Çocuk ve ergenlere uygulanan toplumsal marifet eğitimlerinin çocuğun gereksinimleriyle örtüşmesi gerektiğini söz eden Kahraman, toplumsal maharet müdahale eğitim programlarının tipik olarak tüm gaye bireylere birebir toplumsal maharetleri öğrettiğini söyledi. Buna nomotetik yaklaşım dendiğini söz eden Kahraman, “Bu yaklaşım eğitime katılan çocukların gereksinimlerinin birebir olduğunu ve herkesin birebir halde eğitim verilmesi gerektiğini varsayar. Lakin genelde durum bu türlü değildir. Her çocuk ve ergenin kendine has özellikleri, muhtaçlıkları ve sıkıntıları vardır. Bu yüzden toplumsal maharet eğitimlerinin daha kişiselleştirilmiş olması gerekir. Bu da idiografik yaklaşımdır. Bir öteki tabirle toptancı değil de ferdi olarak müdahaledir. Toplumsal marifet eğitimlerinin birden fazla toptan müdahale anlayışında olduğu için kişisel gereksinimleri karşılamada yetersiz kalabilmektedir” dedi.

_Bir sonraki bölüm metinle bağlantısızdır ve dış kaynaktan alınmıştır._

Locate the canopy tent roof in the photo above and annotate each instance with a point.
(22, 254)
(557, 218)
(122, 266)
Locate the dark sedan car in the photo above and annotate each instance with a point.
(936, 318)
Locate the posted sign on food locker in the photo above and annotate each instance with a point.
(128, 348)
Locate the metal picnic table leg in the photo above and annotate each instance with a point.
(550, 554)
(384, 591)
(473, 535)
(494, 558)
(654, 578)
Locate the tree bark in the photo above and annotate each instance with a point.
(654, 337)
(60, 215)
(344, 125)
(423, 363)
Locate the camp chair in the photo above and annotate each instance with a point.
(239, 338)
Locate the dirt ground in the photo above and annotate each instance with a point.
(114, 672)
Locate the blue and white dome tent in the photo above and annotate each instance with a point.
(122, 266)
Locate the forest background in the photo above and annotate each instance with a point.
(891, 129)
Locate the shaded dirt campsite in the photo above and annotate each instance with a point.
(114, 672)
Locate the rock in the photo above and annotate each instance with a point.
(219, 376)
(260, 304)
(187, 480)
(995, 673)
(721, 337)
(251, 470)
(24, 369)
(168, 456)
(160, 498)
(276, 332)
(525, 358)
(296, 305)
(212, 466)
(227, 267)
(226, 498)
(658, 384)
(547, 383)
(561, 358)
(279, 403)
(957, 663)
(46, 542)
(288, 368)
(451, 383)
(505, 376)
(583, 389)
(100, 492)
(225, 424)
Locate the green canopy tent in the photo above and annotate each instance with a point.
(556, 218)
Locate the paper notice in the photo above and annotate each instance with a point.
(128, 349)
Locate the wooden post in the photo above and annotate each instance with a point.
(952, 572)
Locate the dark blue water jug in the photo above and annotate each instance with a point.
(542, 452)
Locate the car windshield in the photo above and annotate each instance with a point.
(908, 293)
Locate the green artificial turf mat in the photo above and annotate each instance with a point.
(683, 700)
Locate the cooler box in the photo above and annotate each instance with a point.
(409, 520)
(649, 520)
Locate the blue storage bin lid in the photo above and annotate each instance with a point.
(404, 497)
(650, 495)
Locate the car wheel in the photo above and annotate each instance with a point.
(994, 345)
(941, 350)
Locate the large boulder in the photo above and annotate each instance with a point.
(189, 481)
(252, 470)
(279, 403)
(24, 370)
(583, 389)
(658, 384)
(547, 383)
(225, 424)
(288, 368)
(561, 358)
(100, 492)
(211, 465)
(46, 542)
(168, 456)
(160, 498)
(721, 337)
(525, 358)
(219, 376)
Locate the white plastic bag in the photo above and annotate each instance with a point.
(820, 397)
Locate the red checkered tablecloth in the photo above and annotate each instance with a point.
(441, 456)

Başka bir başarısızlığın ise toplumsal marifet eğitimlerinin yapay bir ortamda gerçekleşmesinden kaynaklı olduğunu vurgulayan Süleyman Kahraman, “Çocuk ve ergenlerin doğal etraflarında yaşadıkları tecrübeleri ve zorlukları toplumsal marifet eğitimlerinin yapmacık ortamlarında temsil etmek ve bunlarla ilgili baş etme marifet öğretmek kolay bir durum değildir” sözlerini kullandı.

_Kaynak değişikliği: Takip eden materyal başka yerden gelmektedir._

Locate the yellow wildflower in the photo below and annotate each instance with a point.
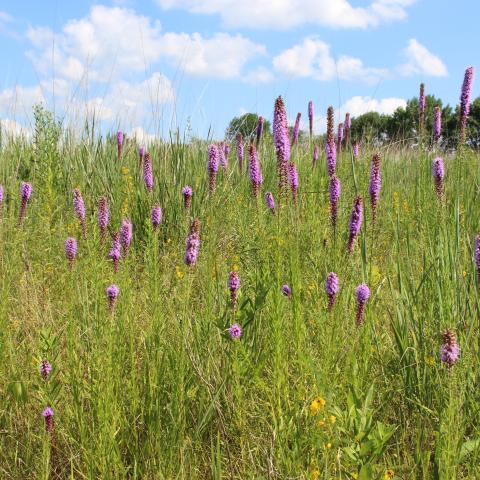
(317, 404)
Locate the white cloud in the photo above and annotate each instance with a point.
(312, 58)
(260, 75)
(112, 42)
(421, 61)
(282, 14)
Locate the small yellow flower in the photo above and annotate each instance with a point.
(388, 474)
(180, 274)
(317, 404)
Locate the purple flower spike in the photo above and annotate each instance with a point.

Kahraman, toplumsal maharet eğitimlerinde mühlet kısıtlamasının da başarısızlık için öteki bir sebep olabileceği söyleyerek şu sözleri kullandı:
“Genelde bu çeşit eğitimler 6-8 oturum ortası 45-90 dakika olarak uygulanır. Bu müddetler gerek duyulan maharetlerin öğrenilmesi, geliştirilmesi pratiğinin yapılması, çocuklara geri bildirim verilmesi ve çocukların gelişimlerinin takip edilmesi için kâfi değildir.”